In the US, by contrast, the executive's lack of complete control over the other branches of government makes the system strong and worthy of emulation in other parts of the world. But it also paradoxically renders the American system weaker than that of China. Unlike his Chinese counterpart, Mr Trump cannot simply pronounce from on high and be absolutely certain his orders will stand firm against a challenge in the courts or a congressional slapdown. Mr Trump's repeatedly stymied attempts to institute a somewhat idiosyncratic ban on the entry of certain foreign nationals to the United States is a case in point. So too Monday's ruling by a federal judge in Washington, blocking Mr Trump's attempt to prohibit a specific section of Americans from serving in the military.
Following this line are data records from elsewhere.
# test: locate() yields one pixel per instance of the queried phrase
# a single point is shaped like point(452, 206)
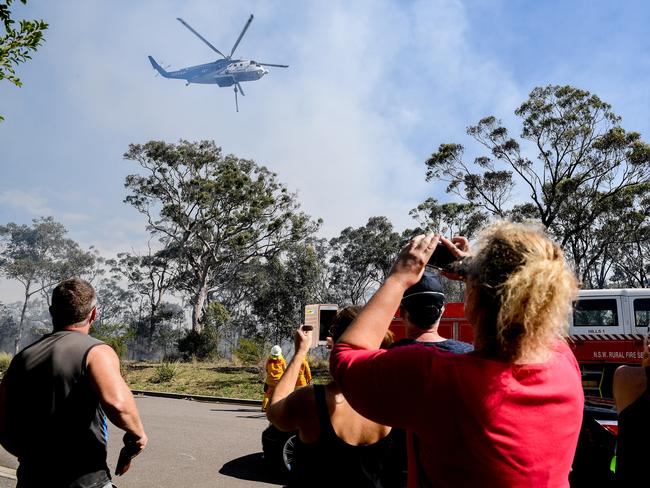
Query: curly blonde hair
point(520, 290)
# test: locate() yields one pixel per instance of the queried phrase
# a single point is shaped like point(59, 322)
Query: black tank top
point(330, 462)
point(56, 422)
point(632, 453)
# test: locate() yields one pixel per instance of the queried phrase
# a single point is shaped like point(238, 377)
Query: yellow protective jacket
point(274, 370)
point(304, 375)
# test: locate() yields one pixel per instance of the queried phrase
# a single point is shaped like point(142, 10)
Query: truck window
point(600, 312)
point(642, 312)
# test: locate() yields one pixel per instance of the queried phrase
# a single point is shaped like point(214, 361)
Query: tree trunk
point(19, 334)
point(197, 309)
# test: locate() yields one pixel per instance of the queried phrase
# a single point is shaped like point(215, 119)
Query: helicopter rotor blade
point(274, 65)
point(232, 51)
point(200, 36)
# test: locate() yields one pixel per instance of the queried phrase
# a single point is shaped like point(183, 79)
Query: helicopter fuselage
point(221, 72)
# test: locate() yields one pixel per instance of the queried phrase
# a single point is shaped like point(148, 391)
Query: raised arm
point(117, 401)
point(285, 410)
point(369, 328)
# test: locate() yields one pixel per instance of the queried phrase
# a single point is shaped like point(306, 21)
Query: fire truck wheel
point(288, 451)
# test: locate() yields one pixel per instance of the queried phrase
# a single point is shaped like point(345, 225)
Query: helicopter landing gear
point(238, 89)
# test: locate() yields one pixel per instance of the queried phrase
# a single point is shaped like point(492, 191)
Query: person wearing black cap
point(421, 309)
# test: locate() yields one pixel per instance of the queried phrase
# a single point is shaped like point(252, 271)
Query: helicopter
point(223, 72)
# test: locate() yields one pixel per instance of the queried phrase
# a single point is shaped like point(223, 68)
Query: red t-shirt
point(478, 422)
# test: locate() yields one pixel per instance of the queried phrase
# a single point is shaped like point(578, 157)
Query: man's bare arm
point(116, 398)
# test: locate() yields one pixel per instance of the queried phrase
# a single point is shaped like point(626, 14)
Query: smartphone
point(442, 258)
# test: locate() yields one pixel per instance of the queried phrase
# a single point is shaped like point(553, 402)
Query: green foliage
point(115, 335)
point(250, 351)
point(5, 359)
point(39, 256)
point(449, 219)
point(213, 213)
point(281, 287)
point(17, 44)
point(586, 185)
point(165, 372)
point(201, 345)
point(361, 259)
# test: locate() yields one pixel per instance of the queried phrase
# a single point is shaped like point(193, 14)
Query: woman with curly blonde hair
point(507, 414)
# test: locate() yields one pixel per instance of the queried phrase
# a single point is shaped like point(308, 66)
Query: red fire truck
point(606, 328)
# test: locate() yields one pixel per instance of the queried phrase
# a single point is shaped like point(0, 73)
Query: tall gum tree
point(212, 213)
point(585, 166)
point(38, 256)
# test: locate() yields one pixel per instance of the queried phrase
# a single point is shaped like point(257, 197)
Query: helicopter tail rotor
point(274, 65)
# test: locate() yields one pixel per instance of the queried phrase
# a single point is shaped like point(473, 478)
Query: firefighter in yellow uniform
point(304, 375)
point(275, 366)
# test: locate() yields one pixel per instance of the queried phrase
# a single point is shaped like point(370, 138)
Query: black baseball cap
point(425, 293)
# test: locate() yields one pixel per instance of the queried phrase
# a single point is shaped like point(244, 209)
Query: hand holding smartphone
point(442, 258)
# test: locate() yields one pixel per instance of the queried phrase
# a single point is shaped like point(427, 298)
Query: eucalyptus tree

Clearly, Mr Xi’s position carries more absolute power than that of Mr Trump but it is not a given that this strength will translate into the unchallenged worldwide status enjoyed by the US for decades.

That said, there are fears that healthy and natural jostling between the US and China may create conditions for the so-called Thucydides trap. This is the situation first identified by the ancient Greek historian Thucydides who explained that tensions between a rising power and a ruling power – Athens versus Sparta – inevitably result in war.

In his new book Destined for War: Can America and China Escape Thucydides's Trap? Harvard professor Graham Allison lays out the likely triggers for conflict. An impasse over North Korea, along with further testing of inter-continental ballistic missiles by its leader Kim Jong-un could be a flashpoint.

But perhaps the best chance of avoiding war is the negative political theology that defines our times. With both the rising power and the ruling power hamstrung by the particularities of their own systems, there is a stalemate of sorts. Their competition is bound by what John F Kennedy called "precarious rules of the status quo."

That is as good as it gets, all things considered.